Они же мои друзья, а я своих в обиде никогда не оставлял, всегда делился. Пусть тоже будут при деньгах. Заходим мы в класс, типа, такие спокойные. У каждого в кармане по тысяче рублей. Мы самые богатые в классе, да что там в классе – во всем баторе. Можем теперь себе этих жвачек, чупа-чупсов, миринды, кока-колы накупить сколько угодно. Даже не надо будет воровать. Садимся, а еще не начался первый урок, и тут слышим какие-то обсуждения между Галиной Ивановной и другим учителем. Галина Ивановна жалуется, что у нее кто-то что-то свистнул. Валентина Ивановна тоже выходит из нашего класса, присоединяется к ним, они там о чем-то разговаривают. А потом Валентина Ивановна заходит к нам вместе с Галиной Ивановной.
– Итак, мальчики, ни у кого, случайно, в кармане не лежит три тысячи рублей?
Это всегда так начиналось. Я, такой, сижу: «С-сука, хоть бы не сдали, хоть бы не сдали». Пацаны сидят молчат, но я вижу, что Некит как рак краснеет. А Тимик качается туды-сюды на нервах. Но Тимик-то еще нормально, мы с ним постоянно качались. А вот то, что Некит краснеет, это, конечно, палево. По нему всегда можно было сразу понять, врет он или не врет, прячет что-то или нет.

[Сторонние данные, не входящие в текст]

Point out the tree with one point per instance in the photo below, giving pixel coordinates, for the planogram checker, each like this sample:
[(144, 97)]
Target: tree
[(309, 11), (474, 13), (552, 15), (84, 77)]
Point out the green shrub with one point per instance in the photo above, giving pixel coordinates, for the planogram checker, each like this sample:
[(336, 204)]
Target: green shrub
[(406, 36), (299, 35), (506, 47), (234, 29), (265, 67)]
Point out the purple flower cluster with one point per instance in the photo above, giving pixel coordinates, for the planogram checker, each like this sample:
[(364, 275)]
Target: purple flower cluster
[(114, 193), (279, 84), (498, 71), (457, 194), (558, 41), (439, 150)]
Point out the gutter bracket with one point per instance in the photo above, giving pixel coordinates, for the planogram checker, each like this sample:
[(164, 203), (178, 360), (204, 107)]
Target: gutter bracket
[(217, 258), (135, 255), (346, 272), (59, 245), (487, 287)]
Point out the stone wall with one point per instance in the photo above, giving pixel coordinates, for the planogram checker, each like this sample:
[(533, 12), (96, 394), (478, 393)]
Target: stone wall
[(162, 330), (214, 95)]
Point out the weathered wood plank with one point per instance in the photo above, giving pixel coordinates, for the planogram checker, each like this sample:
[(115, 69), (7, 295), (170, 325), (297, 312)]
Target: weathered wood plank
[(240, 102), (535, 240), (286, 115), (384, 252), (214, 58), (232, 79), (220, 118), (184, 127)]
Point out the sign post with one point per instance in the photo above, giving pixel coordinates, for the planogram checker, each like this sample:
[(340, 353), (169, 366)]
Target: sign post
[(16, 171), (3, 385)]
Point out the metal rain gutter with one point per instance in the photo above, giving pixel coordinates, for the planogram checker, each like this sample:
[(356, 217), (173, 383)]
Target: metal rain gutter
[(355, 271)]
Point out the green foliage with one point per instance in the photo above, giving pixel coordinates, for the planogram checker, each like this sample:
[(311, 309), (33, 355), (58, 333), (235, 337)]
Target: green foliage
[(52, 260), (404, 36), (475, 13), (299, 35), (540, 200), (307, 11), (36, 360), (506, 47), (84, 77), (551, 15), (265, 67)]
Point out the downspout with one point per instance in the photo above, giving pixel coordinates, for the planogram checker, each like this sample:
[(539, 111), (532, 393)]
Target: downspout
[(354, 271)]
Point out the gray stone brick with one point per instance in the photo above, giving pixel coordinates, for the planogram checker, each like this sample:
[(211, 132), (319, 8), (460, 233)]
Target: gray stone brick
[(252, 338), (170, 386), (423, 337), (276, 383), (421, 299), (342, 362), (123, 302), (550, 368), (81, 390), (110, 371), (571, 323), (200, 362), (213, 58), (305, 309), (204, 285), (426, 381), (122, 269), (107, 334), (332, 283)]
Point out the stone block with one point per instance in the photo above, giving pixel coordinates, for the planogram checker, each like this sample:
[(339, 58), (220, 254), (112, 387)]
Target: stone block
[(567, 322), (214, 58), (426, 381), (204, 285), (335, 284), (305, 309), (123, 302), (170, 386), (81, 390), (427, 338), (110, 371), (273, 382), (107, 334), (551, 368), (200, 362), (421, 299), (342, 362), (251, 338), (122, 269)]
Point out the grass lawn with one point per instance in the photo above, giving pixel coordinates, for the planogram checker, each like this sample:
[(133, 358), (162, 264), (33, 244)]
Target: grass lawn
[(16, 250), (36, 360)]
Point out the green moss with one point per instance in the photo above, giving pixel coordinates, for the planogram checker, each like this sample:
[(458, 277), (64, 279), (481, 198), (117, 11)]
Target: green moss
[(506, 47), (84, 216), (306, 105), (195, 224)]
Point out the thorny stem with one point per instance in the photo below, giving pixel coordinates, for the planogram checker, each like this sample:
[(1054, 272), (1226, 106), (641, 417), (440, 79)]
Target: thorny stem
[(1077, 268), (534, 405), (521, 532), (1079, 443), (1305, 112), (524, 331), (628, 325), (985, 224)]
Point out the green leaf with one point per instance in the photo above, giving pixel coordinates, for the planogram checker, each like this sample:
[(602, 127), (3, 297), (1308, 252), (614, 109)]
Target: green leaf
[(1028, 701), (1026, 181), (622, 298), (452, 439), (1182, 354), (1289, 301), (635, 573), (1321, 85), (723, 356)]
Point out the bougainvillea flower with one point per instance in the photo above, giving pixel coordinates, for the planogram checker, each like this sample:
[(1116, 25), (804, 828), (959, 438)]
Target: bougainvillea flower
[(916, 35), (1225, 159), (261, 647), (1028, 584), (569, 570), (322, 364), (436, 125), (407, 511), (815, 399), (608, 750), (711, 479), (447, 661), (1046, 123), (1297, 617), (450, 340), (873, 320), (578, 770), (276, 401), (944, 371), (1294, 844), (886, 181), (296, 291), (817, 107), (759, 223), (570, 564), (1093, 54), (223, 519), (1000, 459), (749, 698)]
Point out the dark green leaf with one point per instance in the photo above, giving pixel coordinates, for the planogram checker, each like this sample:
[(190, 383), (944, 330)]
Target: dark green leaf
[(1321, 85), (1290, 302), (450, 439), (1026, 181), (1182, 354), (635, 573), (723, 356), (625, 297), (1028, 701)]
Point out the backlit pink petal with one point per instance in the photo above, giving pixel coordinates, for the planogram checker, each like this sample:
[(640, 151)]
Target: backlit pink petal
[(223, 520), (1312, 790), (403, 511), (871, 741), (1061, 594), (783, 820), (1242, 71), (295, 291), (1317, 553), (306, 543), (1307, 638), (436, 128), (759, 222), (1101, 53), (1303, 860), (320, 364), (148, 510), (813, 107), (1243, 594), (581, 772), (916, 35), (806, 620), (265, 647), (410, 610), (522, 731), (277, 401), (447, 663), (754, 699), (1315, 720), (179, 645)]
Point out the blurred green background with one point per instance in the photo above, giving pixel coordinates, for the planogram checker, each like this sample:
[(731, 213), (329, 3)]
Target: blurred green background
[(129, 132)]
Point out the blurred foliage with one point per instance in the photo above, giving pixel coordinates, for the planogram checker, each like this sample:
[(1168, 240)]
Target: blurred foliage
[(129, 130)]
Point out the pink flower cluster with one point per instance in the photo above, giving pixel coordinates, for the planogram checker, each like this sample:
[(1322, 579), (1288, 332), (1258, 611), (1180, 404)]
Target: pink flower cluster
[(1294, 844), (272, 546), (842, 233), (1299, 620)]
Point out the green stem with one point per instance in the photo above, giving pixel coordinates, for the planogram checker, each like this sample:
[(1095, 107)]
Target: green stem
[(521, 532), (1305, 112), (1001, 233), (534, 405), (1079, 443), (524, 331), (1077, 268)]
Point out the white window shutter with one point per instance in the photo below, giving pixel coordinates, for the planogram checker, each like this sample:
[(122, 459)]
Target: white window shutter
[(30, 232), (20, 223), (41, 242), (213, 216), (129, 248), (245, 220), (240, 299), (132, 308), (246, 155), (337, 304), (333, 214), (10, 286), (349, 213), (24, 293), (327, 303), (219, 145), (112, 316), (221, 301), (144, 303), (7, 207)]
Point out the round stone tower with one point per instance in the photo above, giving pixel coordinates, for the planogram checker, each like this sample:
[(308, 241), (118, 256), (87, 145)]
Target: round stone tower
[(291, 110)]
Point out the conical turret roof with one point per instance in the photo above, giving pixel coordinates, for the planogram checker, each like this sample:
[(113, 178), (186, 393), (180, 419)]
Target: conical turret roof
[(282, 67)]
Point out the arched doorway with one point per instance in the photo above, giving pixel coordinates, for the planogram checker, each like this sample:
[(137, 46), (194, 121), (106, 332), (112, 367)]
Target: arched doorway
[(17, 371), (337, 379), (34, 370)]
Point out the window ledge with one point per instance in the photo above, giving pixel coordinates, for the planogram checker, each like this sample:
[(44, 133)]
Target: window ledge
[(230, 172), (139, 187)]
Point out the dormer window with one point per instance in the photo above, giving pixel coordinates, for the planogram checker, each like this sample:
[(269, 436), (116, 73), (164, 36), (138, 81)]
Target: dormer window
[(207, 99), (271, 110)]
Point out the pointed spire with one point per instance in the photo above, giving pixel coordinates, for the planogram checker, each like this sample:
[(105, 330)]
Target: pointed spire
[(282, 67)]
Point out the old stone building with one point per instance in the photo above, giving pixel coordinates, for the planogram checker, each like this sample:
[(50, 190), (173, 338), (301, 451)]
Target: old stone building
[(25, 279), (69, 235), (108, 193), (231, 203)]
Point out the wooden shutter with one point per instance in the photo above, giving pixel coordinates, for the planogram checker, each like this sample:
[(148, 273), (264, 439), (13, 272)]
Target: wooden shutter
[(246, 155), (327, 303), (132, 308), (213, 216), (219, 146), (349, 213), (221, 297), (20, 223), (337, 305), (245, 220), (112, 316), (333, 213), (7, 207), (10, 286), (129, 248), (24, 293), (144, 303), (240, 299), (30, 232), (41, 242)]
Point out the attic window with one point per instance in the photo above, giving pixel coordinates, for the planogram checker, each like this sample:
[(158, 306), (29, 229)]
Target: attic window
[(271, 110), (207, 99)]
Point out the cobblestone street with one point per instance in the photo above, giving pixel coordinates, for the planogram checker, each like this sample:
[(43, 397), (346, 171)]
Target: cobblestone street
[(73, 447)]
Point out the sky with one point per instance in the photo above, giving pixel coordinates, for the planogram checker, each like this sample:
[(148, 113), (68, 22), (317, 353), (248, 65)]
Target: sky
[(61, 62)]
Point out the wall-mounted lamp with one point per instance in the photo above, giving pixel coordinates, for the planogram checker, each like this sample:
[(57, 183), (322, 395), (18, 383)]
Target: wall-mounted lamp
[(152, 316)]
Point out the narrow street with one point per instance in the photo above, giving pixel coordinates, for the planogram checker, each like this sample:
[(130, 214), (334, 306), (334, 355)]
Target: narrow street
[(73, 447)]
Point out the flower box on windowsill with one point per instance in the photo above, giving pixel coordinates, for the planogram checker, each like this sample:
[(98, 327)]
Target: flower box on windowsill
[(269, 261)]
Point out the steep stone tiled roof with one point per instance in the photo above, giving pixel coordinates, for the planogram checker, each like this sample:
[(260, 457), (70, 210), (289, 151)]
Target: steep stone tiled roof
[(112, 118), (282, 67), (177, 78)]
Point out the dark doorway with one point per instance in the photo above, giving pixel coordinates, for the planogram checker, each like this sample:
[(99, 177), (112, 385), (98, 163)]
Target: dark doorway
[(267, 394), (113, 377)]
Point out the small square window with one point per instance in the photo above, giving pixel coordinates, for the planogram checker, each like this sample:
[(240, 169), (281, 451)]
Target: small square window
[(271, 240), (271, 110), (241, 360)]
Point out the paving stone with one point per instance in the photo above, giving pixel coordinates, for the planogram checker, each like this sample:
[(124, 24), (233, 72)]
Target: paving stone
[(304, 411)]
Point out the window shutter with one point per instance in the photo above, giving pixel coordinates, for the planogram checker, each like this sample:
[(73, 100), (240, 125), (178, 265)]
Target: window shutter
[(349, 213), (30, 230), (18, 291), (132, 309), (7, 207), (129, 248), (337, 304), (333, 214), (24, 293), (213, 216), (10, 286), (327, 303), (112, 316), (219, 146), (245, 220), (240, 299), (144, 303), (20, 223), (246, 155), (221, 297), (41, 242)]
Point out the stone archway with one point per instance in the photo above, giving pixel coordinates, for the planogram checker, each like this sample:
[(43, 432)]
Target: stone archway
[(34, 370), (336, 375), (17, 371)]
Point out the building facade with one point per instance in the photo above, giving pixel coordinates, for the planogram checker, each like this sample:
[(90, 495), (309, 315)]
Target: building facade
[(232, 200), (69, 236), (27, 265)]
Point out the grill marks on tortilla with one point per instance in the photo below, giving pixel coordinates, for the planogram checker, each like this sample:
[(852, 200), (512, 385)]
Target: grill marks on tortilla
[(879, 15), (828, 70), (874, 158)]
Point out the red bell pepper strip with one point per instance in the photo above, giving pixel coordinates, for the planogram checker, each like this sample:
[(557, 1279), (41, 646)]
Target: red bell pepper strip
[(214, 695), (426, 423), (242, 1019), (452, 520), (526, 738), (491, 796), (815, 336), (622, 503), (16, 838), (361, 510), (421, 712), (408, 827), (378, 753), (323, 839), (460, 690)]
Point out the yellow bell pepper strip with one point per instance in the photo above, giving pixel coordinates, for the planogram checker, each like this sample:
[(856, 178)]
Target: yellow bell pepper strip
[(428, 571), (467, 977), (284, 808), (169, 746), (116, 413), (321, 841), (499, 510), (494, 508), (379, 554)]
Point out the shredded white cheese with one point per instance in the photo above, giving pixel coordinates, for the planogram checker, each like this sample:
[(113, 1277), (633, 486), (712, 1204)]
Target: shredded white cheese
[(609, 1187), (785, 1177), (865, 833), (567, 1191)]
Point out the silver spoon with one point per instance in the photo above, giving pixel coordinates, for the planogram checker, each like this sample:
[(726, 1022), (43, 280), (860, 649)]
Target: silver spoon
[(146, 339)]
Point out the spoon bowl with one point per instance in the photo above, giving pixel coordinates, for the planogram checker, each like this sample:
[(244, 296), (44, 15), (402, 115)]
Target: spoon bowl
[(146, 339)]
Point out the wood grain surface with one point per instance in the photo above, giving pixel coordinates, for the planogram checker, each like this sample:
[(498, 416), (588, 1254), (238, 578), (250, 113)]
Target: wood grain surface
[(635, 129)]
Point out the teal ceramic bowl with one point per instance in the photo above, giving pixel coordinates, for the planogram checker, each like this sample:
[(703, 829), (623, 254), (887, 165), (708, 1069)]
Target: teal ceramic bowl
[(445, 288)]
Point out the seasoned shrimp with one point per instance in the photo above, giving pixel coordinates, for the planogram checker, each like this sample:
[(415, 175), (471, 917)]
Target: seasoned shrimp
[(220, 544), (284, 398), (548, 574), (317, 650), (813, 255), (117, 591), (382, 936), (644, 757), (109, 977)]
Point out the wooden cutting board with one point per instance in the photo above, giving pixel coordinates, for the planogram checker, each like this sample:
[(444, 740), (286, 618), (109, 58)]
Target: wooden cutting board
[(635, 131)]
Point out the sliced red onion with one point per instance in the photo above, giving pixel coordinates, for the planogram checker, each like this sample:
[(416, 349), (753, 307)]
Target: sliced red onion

– Ребята, – тут Валентина Ивановна уже к нам троим обращается, – только вы пошли на завтрак отдельно, а не вместе со всем классом. Может, вы видели, кто взял?
– Нет, – я решил, как обычно, не колоться до последнего, – Валентина Ивановна, мы не видели! Мы как сделали всю домашку, сразу пошли кушать.
– Ребят, ну сейчас просто приедет полиция, – опять они этот свой любимый трюк с полицией разыграли.
И все! Тут не выдержал Некит. Поднялся с места.
– Валентина Ивановна, – протягивает ей тысячу, – нате, это не мое!
Следом за ним встал Тимик.
– Валентина Ивановна, нате, – тоже отдает ей тысячу, – это не мое, это Гынжу.